AMD General

> -----Original Message-----
> From: Shetaia, Amir <[email protected]>
> Sent: Wednesday, May 13, 2026 1:29 PM
> To: Timur Kristóf <[email protected]>; Alex Deucher
> <[email protected]>
> Cc: [email protected]; Deucher, Alexander
> <[email protected]>; Koenig, Christian
> <[email protected]>; Marek Olšák <[email protected]>; Natalie
> Vock <[email protected]>; Melissa Wen <[email protected]>
> Subject: RE: [PATCH 0/6] drm/amdgpu: Improve retry fault handling
>
> AMD General
>
> Hi Timur, Alex,
>
> Thanks for looping me in.

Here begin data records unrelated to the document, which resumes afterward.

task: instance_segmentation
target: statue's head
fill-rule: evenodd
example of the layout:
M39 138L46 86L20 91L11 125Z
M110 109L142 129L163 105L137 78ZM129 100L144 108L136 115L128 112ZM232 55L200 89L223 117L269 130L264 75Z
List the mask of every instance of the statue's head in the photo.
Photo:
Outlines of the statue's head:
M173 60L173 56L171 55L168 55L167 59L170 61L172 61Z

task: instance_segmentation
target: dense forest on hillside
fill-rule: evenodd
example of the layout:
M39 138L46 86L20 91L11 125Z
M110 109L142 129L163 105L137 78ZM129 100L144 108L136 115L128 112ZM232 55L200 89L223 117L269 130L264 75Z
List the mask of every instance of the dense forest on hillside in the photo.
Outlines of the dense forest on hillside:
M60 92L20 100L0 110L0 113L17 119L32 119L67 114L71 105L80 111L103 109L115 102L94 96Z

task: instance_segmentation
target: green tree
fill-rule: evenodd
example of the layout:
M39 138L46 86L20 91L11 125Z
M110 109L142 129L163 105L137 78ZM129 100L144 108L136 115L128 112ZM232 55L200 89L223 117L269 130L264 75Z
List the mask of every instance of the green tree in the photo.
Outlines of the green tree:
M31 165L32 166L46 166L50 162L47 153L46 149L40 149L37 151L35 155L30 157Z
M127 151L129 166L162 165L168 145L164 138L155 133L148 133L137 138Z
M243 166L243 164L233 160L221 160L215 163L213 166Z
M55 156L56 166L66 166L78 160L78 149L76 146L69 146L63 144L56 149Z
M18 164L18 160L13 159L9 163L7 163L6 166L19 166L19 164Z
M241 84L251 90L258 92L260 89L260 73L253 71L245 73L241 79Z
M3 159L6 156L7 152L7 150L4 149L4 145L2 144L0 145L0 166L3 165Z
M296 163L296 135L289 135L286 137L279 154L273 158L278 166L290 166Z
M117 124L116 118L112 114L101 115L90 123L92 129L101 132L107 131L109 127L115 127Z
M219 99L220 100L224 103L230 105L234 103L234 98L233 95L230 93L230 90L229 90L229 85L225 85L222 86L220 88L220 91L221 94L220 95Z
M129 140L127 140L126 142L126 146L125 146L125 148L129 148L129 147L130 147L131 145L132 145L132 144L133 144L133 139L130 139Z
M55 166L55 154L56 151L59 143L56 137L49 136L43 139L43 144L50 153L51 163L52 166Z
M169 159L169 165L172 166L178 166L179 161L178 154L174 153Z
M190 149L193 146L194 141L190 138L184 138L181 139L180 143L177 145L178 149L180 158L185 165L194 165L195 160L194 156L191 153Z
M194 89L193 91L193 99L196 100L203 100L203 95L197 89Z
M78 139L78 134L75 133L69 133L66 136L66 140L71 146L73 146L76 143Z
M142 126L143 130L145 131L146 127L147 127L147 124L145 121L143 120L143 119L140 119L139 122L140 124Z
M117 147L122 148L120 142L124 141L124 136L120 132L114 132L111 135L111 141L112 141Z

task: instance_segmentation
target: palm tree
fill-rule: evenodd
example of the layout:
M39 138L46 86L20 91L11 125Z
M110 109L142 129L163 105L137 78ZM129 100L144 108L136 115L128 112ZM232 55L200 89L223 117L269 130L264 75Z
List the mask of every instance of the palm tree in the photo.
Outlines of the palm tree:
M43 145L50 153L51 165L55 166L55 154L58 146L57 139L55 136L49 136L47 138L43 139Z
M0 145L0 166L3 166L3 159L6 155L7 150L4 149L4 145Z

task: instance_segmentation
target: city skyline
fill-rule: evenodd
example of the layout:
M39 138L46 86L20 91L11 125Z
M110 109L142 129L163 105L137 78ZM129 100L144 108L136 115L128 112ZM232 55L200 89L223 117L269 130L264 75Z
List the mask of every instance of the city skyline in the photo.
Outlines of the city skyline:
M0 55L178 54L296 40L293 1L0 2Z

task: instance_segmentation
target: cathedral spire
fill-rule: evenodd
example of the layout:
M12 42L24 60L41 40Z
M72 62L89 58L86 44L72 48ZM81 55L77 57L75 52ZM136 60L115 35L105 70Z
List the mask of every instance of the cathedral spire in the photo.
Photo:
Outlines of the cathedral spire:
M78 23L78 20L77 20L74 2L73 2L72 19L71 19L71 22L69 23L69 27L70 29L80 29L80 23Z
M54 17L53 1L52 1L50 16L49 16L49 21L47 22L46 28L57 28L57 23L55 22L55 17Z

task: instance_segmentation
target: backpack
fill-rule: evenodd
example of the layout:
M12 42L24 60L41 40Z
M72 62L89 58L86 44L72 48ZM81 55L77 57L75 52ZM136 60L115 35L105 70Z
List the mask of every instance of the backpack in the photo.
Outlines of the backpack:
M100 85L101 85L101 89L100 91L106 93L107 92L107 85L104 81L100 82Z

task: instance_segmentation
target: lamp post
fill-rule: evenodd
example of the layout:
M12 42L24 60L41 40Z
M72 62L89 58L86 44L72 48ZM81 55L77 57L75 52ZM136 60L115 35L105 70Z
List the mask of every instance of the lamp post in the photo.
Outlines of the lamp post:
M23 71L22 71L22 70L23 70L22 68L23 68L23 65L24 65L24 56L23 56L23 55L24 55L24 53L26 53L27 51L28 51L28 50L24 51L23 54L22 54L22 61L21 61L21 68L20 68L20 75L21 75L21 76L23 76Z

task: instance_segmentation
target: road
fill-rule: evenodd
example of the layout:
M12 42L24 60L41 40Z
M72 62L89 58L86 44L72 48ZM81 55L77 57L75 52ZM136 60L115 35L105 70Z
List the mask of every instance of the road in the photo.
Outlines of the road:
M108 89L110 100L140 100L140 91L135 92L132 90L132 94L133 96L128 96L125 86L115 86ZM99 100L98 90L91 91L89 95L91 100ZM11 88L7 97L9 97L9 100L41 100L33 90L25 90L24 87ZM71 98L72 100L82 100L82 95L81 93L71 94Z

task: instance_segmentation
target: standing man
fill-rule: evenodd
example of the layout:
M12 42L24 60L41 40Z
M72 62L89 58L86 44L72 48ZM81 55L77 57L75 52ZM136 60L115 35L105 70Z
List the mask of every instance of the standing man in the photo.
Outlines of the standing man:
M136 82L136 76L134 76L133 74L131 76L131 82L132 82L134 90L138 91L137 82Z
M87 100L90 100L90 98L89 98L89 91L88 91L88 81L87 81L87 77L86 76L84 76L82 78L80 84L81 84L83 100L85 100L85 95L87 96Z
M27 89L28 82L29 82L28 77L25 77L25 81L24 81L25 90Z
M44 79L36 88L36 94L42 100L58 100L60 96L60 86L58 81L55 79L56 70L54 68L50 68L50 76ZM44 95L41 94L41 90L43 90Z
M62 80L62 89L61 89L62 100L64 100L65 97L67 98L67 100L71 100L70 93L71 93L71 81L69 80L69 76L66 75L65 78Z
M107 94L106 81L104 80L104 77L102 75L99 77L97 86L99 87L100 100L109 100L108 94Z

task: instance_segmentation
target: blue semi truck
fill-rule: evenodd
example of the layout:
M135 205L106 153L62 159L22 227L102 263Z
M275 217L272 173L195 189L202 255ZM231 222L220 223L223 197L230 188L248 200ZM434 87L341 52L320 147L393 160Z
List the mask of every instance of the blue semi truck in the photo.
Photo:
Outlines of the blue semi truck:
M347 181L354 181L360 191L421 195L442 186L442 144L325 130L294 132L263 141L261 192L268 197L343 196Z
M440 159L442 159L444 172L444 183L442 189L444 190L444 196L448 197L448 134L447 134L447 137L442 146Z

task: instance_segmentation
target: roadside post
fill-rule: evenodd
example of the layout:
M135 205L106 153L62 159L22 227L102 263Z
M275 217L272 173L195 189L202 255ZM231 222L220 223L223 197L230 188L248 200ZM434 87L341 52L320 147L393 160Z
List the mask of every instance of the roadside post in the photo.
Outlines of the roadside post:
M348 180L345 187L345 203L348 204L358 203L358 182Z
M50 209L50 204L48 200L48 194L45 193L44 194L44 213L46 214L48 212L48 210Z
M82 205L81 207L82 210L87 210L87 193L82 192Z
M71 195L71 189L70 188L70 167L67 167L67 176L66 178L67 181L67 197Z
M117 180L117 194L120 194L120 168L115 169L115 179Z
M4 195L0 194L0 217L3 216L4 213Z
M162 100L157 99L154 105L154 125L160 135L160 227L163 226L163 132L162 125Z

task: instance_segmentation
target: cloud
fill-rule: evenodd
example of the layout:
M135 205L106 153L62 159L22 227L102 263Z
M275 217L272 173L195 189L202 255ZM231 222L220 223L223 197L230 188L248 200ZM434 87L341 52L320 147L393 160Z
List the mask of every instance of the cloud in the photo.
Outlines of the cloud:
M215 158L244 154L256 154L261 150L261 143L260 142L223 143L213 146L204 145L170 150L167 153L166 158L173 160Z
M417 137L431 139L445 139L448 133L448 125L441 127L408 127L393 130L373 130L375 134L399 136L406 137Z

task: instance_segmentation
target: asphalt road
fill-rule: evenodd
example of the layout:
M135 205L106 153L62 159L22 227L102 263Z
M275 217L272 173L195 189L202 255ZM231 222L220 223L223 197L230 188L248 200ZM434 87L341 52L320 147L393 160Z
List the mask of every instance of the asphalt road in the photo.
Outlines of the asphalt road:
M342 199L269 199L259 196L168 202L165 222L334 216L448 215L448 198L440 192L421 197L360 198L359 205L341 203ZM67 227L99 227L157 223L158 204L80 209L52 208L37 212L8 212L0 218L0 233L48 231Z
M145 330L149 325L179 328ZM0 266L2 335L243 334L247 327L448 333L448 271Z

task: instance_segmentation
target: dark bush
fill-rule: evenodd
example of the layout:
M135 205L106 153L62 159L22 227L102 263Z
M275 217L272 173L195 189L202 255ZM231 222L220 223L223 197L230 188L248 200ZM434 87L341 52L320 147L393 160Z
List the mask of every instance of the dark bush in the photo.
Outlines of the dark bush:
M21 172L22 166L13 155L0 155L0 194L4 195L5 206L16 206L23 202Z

Yes, we've been deep in NV4 (gfx1201) XNACK for
> the past few weeks and what you're describing on NV48 lines up closely with
> what we've seen
>
> Quick highlights from my work:
>
> 1. IH retry CAM ACK doesn't actually free the slot when written via
> WDOORBELL on NV4 .. we have to use MMIO (WREG32_SOC15(OSSSYS, 0,
> regIH_RETRY_CAM_ACK, cam_index & 0x3ff)).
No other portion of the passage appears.